The other issue I will raise about HSE home-care packages is that what always struck me from my work in the sector is that almost all of those home care packages are outsourced to private providers even when we have HSE home-care workers looking for more hours of work. They are outsourced because it is easier. The shocking thing is it is more expensive. While the HSE providers are paying €14 to €16 an hour and the private providers are paying anywhere between €9.15 and €10 an hour, the private providers end up charging a higher hourly rate than the HSE home-help providers. They do that because it is their profit. It is more expensive for the taxpayer to do it this way yet it seems to be orthodoxy in HSE policy. The attitude is that the Government is giving it a certain amount this year so it will outsource it. The problem is that the outsourcing process is fundamentally flawed because the rates of pay are so poor. I do not think the Minister of State will contradict me because I have demonstrated that there is nothing in the regulations being proposed, the Minister of State's speech or the tender process that addresses the issue of pay.

The issue of pay is a very simple thing to address. It can be regulated. I will give a different example from a different sector. We have just signed an employment regulation order for the contract cleaning industry which stipulates minimum rates of pay above the minimum wage and stipulates a range of increases.
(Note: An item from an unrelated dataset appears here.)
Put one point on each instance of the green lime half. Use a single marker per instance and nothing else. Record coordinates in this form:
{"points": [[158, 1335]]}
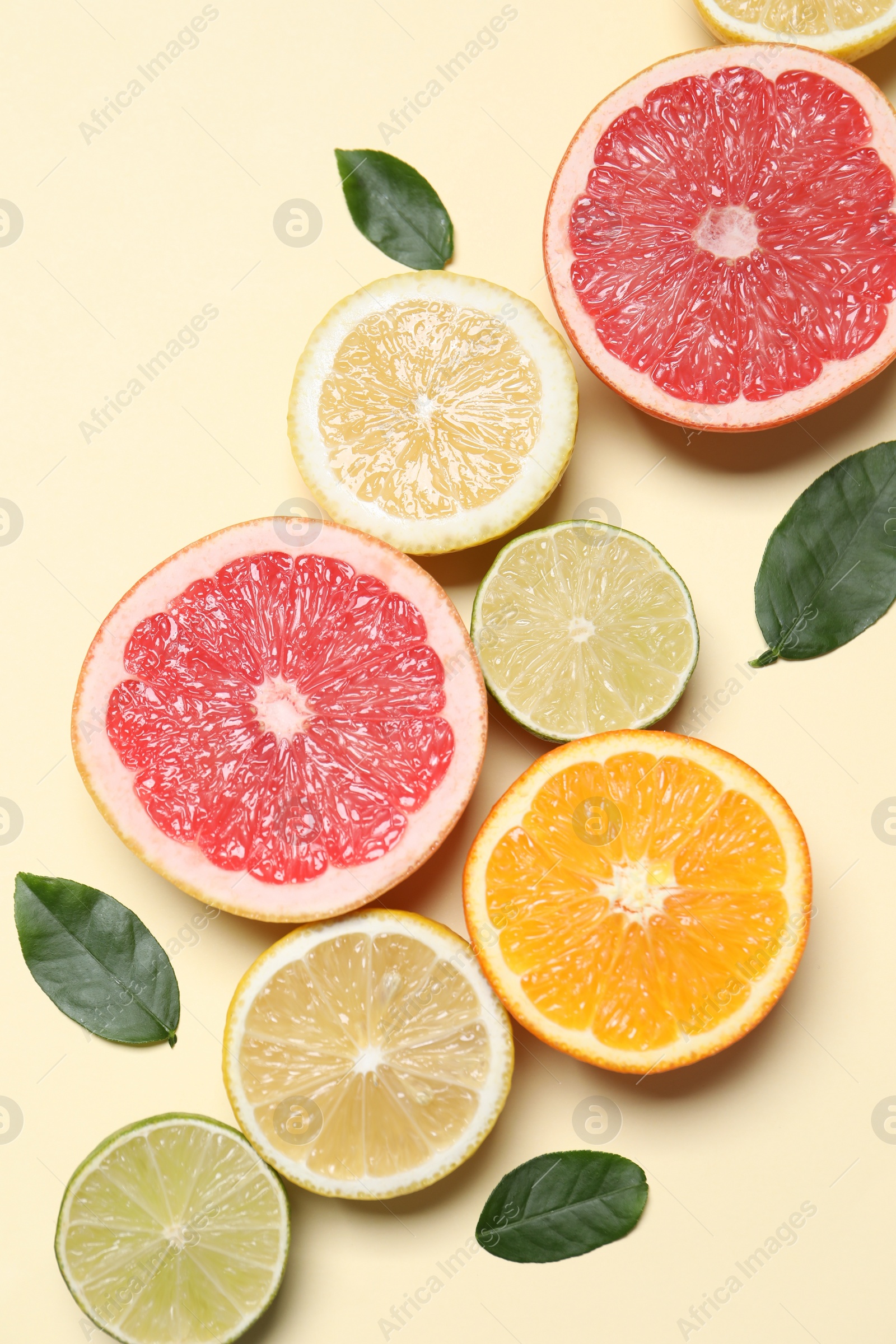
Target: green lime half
{"points": [[174, 1231], [584, 628]]}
The only reason that will not happen in this sector is because the Minister of State lacks the political will to do so. I would welcome the Minister of State standing up and saying she will prove me wrong and tackle the issue of low pay. If we do not tackle the issue of low pay, we will never really tackle the issue of quality care. Does anyone in this room really believe our loved ones are worth nothing more than €9.15 or €9.50 an hour? For the level of care and attention that is required, we need to be serious and ensure the system is regulated, the sector is regulated and that decent pay rates apply. Unfortunately, I have not seen any evidence of the political will to tackle that. I would love to hear a response on that.